Recently, I happened to notice a pattern of recycled content on The New York Times’ Twitter feed. I decided to take a look at one particular story to see if I could make sense of the pattern.
The story is a quiz titled “Can You Tell What Makes a Good Tweet?” that is itself a quiz from a study done at Cornell by CS folks (and apparently with cooperation from one author at Google). I took the quiz, and despite my research on Twitter, the algorithm they developed for predicting a retweetable tweet won out (not surprising since it had a lot more practice and doesn’t get bored with making picks like I did).
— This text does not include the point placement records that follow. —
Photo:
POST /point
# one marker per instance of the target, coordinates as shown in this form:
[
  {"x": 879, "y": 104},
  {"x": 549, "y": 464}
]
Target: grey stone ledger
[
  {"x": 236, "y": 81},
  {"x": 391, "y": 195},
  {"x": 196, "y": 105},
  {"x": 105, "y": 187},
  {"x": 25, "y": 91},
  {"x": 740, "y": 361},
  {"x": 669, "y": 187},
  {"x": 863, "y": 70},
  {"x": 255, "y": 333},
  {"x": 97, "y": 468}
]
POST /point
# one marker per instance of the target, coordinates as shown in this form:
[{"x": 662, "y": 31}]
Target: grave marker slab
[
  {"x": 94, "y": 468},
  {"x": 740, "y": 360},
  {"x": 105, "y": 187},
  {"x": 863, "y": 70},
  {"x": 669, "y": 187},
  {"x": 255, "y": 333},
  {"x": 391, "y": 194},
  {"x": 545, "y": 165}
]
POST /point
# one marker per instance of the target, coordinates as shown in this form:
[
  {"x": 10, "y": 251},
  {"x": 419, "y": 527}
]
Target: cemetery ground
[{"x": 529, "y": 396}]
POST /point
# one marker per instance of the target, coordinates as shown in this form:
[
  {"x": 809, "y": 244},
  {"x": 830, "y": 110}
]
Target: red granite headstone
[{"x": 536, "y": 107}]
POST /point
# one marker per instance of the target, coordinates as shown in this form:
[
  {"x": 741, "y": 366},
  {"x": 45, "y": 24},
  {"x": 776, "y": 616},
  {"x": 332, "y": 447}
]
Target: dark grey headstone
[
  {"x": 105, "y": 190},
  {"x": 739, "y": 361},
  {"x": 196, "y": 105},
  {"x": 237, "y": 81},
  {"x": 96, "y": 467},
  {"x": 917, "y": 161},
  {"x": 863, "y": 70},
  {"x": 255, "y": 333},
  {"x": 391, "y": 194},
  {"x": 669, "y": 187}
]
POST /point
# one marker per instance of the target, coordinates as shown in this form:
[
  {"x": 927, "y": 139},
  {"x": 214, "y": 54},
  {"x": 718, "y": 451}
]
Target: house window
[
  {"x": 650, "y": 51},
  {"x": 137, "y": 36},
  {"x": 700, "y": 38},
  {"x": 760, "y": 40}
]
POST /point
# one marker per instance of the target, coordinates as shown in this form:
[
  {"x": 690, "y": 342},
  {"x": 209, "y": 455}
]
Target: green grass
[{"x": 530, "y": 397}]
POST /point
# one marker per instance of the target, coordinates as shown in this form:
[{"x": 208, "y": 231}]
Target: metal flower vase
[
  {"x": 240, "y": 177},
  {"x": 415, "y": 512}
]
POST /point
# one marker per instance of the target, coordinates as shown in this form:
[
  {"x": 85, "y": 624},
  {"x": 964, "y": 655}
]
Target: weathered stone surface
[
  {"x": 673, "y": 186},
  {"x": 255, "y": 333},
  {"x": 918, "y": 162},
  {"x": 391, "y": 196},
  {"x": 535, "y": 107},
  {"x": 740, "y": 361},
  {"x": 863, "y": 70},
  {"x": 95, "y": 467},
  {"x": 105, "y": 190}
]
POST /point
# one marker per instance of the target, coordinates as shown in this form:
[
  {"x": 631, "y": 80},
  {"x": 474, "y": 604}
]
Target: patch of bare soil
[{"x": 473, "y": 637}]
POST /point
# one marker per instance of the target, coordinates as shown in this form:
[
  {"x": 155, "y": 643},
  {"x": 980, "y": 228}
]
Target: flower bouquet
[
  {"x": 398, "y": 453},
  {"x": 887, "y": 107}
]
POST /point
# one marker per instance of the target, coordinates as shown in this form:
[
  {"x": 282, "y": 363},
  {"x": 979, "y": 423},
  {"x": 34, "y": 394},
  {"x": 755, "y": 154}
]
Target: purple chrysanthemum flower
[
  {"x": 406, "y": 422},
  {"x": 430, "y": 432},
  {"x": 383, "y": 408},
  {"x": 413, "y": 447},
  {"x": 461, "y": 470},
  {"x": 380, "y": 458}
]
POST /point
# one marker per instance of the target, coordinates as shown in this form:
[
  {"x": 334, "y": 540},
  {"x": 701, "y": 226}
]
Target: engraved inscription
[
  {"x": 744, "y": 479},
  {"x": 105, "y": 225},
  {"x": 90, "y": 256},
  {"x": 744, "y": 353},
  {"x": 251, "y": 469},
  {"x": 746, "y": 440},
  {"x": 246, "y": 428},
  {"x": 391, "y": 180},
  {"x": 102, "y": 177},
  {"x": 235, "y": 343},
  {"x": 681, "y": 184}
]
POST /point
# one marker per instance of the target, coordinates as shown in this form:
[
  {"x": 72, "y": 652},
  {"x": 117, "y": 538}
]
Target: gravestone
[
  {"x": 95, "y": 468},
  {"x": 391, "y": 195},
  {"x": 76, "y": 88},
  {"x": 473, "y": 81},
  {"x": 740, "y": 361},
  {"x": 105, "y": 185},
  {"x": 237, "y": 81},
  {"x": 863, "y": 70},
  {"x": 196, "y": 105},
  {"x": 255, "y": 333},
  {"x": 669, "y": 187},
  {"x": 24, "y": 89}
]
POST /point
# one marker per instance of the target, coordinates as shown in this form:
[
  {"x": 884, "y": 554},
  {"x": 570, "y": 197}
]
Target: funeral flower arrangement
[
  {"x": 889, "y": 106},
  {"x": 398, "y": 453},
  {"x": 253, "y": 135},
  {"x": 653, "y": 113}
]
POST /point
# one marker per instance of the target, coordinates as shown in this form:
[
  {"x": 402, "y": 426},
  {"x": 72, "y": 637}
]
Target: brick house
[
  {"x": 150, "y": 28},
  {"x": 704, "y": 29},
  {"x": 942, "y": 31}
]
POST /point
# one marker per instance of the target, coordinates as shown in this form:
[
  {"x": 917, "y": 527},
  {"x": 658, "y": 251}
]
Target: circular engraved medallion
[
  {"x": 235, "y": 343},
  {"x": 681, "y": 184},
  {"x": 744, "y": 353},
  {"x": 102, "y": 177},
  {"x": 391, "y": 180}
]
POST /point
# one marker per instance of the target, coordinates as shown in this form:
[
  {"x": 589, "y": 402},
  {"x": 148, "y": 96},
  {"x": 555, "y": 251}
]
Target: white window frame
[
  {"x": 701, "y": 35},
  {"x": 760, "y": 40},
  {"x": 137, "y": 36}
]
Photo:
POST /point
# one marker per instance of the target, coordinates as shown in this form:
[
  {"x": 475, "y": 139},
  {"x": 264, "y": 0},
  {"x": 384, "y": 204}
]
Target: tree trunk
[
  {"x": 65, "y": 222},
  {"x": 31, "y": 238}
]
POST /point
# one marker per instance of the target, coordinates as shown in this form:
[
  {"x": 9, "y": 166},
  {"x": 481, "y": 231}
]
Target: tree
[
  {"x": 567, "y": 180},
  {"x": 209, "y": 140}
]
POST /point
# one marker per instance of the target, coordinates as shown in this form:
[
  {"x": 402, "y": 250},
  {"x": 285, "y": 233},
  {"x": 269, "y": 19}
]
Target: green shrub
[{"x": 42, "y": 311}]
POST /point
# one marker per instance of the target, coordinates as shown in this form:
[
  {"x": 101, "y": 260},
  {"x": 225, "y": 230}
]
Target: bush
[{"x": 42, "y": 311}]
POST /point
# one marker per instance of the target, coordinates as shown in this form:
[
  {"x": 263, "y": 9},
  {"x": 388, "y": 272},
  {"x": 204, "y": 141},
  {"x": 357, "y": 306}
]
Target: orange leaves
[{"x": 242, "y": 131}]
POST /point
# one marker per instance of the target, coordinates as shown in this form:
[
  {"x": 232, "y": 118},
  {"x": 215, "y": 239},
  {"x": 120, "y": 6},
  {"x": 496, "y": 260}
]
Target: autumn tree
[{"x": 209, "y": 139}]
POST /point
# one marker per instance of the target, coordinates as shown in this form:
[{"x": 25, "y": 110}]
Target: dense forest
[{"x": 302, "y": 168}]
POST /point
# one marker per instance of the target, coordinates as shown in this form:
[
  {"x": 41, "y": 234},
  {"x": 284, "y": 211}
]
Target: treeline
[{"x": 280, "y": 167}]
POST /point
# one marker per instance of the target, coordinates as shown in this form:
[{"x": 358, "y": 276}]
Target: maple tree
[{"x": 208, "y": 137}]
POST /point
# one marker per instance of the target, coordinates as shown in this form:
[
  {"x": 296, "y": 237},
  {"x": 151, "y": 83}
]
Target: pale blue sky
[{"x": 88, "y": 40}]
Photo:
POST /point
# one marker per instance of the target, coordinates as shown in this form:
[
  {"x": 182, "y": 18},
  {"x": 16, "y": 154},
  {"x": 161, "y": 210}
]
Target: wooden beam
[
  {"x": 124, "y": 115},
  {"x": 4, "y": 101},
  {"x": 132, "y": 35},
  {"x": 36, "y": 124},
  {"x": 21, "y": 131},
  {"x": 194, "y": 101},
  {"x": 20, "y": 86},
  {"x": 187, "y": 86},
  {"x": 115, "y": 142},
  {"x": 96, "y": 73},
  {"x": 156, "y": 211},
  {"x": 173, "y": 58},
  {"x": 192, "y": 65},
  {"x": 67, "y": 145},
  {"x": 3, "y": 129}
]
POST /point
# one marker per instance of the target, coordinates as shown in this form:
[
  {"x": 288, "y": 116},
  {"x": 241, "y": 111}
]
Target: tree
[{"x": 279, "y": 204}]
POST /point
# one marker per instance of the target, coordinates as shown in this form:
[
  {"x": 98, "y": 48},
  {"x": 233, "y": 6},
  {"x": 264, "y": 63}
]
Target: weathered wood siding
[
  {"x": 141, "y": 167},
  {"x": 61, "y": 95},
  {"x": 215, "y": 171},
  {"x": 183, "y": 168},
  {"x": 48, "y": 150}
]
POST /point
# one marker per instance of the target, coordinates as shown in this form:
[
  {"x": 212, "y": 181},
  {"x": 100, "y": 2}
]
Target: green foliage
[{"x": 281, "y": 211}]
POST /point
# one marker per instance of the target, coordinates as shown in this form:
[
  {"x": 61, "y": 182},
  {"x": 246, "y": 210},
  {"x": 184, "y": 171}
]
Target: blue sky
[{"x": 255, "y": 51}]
I was struck by the irony of reporting on an algorithm that can pick the winning tweets done by an agency that is trying to float that report as clickbait, so I compiled a list of the @nytimes tweets promoting this quiz. I did it without accessing the Times or Twitter APIs, but it would be interesting for Comm or Journalism folks to do a study of recycling behaviors on media and other outlets. Unlike the Cornell study (which compared two tweets posting the same link at different times) the tweets I’m comparing are exactly the same (same content, same image, same link). Here’s what I came up with:
Total tweets of this article (and associated image): 7
Days from first to last tweet: 5
First tweet (all subsequent tweets are identical):
— The New York Times (@nytimes) July 2, 2014
|8:26 AM – 2 Jul 2014
|11:31 AM – 2 Jul 2014
|10:13 PM – 2 Jul 2014
|4:02 AM – 3 Jul 2014
|6:42 PM – 3 Jul 2014
|9:59 PM – 4 Jul 2014
|10:43 PM – 5 Jul 2014
*NOTE: all times in CDT
My extremely unscientific study shows a couple of interesting things:
- Look how the RT and Favorite numbers dip for the morning tweets on 7/2 and 7/3. Perhaps the 7/2 tweet came too close to the initial tweet. Was the 7/3 tweet meant for early risers / European readers?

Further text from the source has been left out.